Zweiter Teil – Unterrichtsinhalte und Stundentafeln

Titel: Hessisches Schulgesetz (Schulgesetz - HSchG)
Normgeber: Hessen
Amtliche Abkürzung: HSchG
Gliederungs-Nr.: 72-123
gilt ab: 01.08.2011
Normtyp: Gesetz
gilt bis: [keine Angabe]
Fundstelle: GVBl. I 2005 S. 441 vom 27.06.2005

(1) 1Religion ist ordentliches Unterrichtsfach. 2Unbeschadet des staatlichen Aufsichtsrechts wird der Religionsunterricht in Übereinstimmung mit den Grundsätzen der Kirchen oder Religionsgemeinschaften erteilt. 3Die Kirchen oder Religionsgemeinschaften können sich durch Beauftragte vergewissern, dass der Religionsunterricht in Übereinstimmung mit den Grundsätzen ihres Bekenntnisses erteilt wird.

(2) Keine Lehrerin und kein Lehrer kann verpflichtet oder, die Befähigung vorausgesetzt, gehindert werden, Religionsunterricht zu erteilen.

(3) 1Eine Abmeldung vom Religionsunterricht ist möglich. 2Hierüber entscheiden die Eltern, nach Vollendung des 14. Lebensjahres die Schülerinnen und Schüler.

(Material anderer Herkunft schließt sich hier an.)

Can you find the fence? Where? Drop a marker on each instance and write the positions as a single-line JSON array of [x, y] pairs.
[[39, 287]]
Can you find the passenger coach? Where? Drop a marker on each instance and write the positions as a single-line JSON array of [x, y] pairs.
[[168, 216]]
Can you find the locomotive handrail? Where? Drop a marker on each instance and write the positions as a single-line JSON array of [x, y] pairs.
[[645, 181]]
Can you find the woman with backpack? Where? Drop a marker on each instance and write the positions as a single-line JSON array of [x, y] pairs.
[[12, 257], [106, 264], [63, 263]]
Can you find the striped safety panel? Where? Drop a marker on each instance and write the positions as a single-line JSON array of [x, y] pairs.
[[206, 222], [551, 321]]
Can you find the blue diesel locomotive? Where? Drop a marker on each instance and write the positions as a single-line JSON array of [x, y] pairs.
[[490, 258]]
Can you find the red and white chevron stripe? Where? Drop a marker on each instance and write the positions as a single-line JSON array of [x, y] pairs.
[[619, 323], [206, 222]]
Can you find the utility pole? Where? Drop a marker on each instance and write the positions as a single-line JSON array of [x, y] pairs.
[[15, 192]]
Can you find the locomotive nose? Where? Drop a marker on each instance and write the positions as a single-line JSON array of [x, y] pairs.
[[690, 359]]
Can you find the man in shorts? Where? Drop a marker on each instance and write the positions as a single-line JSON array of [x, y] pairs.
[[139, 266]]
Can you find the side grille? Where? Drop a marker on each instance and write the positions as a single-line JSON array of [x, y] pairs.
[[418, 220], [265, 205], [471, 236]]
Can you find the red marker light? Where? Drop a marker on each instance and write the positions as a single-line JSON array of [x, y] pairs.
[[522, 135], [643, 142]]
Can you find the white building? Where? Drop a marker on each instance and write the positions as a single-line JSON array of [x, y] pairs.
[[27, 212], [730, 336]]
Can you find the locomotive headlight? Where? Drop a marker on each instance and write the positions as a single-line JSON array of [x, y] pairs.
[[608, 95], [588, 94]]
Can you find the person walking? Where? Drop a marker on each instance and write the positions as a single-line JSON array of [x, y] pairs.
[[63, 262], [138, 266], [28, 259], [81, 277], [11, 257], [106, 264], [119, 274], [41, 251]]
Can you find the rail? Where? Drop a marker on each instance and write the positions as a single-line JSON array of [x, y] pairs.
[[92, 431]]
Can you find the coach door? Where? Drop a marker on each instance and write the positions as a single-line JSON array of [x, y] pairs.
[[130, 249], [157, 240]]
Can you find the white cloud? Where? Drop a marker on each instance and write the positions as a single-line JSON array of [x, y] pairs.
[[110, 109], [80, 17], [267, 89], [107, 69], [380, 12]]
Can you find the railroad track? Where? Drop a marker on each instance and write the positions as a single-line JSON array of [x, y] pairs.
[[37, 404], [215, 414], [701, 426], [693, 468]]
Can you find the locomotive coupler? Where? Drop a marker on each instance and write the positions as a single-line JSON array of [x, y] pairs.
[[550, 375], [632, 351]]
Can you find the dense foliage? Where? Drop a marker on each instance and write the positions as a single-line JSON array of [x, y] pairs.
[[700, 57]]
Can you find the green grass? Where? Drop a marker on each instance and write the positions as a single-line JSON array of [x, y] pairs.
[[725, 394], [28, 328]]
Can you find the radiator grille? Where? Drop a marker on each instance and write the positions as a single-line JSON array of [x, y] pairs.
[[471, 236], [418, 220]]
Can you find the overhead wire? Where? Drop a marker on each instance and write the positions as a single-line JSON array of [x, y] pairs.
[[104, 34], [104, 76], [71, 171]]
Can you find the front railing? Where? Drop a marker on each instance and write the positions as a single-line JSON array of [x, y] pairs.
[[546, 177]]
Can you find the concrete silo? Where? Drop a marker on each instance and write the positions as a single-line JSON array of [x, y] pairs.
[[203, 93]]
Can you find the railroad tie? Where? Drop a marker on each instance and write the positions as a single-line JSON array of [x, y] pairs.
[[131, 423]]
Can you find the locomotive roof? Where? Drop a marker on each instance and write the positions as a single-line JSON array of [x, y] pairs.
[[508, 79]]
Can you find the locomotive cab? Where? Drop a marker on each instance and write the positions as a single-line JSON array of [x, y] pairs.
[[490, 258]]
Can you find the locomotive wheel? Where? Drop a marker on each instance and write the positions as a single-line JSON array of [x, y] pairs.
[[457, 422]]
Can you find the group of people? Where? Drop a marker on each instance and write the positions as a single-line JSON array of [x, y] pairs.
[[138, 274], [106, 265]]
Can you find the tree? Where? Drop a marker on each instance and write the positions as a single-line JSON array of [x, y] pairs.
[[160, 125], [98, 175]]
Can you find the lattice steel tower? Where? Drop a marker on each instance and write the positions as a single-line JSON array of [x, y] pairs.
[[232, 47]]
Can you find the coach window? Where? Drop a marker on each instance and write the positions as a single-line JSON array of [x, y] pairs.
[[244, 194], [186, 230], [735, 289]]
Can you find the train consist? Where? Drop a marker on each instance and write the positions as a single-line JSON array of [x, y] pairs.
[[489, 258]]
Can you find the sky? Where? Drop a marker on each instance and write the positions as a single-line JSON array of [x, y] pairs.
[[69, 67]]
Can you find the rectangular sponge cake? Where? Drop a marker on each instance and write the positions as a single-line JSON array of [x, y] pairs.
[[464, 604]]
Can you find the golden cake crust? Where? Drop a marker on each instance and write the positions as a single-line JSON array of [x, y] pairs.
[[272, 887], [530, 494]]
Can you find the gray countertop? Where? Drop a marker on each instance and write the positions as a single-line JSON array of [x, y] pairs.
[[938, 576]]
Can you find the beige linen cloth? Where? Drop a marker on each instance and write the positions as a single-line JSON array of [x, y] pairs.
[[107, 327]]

(4) 1Die Schülerinnen und Schüler, die am Religionsunterricht nicht teilnehmen, sind verpflichtet, an einem Ethikunterricht teilzunehmen, in dem ihnen das Verständnis für Wertvorstellungen und ethische Grundsätze und der Zugang zu ethischen, philosophischen und religionskundlichen Fragen vermittelt wird. 2Schülerinnen und Schüler verschiedener Schulen, Schulformen und Schulstufen können dabei zu einer pädagogisch vertretbaren Lerngruppe zusammengefasst werden.

(5) Die Einführung und Ausgestaltung des Ethikunterrichts wird durch Rechtsverordnung näher geregelt.